Vous reconnaissez sans doute ce petit encadré où vous avez sûrement déjà apposé votre signature.
Eh oui! Le doux temps des impôts est de retour et vous devrez produire, d’ici le 30 avril 2021, vos déclarations de revenus au fédéral et au provincial.
Nos deux systèmes fiscaux reposent sur le principe de l’autocotisation. Mais qu’est-ce donc que ce principe?
Cela signifie que chacun d’entre nous a la responsabilité de déclarer la totalité de ses revenus, qu’ils proviennent d’ici ou d’ailleurs.
Le principe d’autocotisation est encadré par la Loi de l’impôt sur le revenu, une loi à laquelle nous devons nous conformer comme pour toute autre loi. Mais le principe d’autocotisation repose aussi sur la confiance. Il faut que les citoyens aient confiance dans le système fiscal, qu’il le trouve juste et équitable pour y adhérer. Lorsque ce lien de confiance s’effrite, cela ouvre justement la porte à ceux qui souhaitent payer le moins d’impôt possible et qui sont même prêts à contrevenir à la loi pour y parvenir.
Il y a évasion fiscale lorsqu’un particulier ou une entreprise ignore volontairement les lois fiscales, notamment en falsifiant des documents et des demandes, en omettant délibérément de déclarer des revenus ou en gonflant des dépenses.
D’un point de vue légal, s’il y a une fausse déclaration, c’est le contribuable, en signant sa déclaration de revenu, qui pose un geste criminel. Mais oui! Une fausse déclaration de revenu est une fraude, donc un acte criminel qui peut mener jusqu’à l’emprisonnement, en plus de contraindre à payer l’impôt qui aurait dû être payé, plus des intérêts et des pénalités.

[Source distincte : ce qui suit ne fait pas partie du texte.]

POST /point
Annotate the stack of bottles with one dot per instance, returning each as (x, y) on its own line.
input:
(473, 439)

Les professionnels qui contribuent à élaborer ces stratagèmes que l’on nomme joliment des planifications fiscales agressives peuvent quant à eux écoper de ce qu’on appelle des pénalités administratives à des tiers. Malheureusement, ces pénalités sont très peu élevées et peu appliquées, ce qui n’a pas l’effet dissuasif escompté.

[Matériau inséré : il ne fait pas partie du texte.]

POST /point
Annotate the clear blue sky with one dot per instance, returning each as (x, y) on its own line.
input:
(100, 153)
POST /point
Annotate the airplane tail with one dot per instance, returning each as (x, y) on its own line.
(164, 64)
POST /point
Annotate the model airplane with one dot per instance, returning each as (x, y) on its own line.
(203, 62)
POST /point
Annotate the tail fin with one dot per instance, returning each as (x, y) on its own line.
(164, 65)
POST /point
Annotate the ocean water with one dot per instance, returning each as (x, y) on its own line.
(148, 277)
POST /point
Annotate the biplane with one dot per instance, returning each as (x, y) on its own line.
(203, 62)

Pour aller plus loin, faites avec moi un petit détour philosophique et plongeons-nous dans La République, de Platon, où il se livre à une célèbre expérience de pensée.
Un berger appelé Gygès constate qu’il devient invisible lorsqu’il tourne sur son doigt une bague qu’il a trouvée par hasard. Quand il découvre ce pouvoir, il décide de se rendre au palais royal. Il parvient à séduire la reine, à assassiner le roi et à s’emparer du pouvoir.
Les questions qui sont posées par Platon sont les suivantes: «Est-ce qu’être un homme juste ce n’est pas en réalité être assez naïf pour respecter les lois et la morale même si cela peut être désavantageux?» «Et qu’adviendrait-il si on était certain de ne pas être pénalisé en désobéissant?»
Cela permet de discuter de ce qui nous motive à être moral et dans le cas qui nous concerne ici à nous demander ce qui nous motive à respecter la Loi de l’impôt sur le revenu.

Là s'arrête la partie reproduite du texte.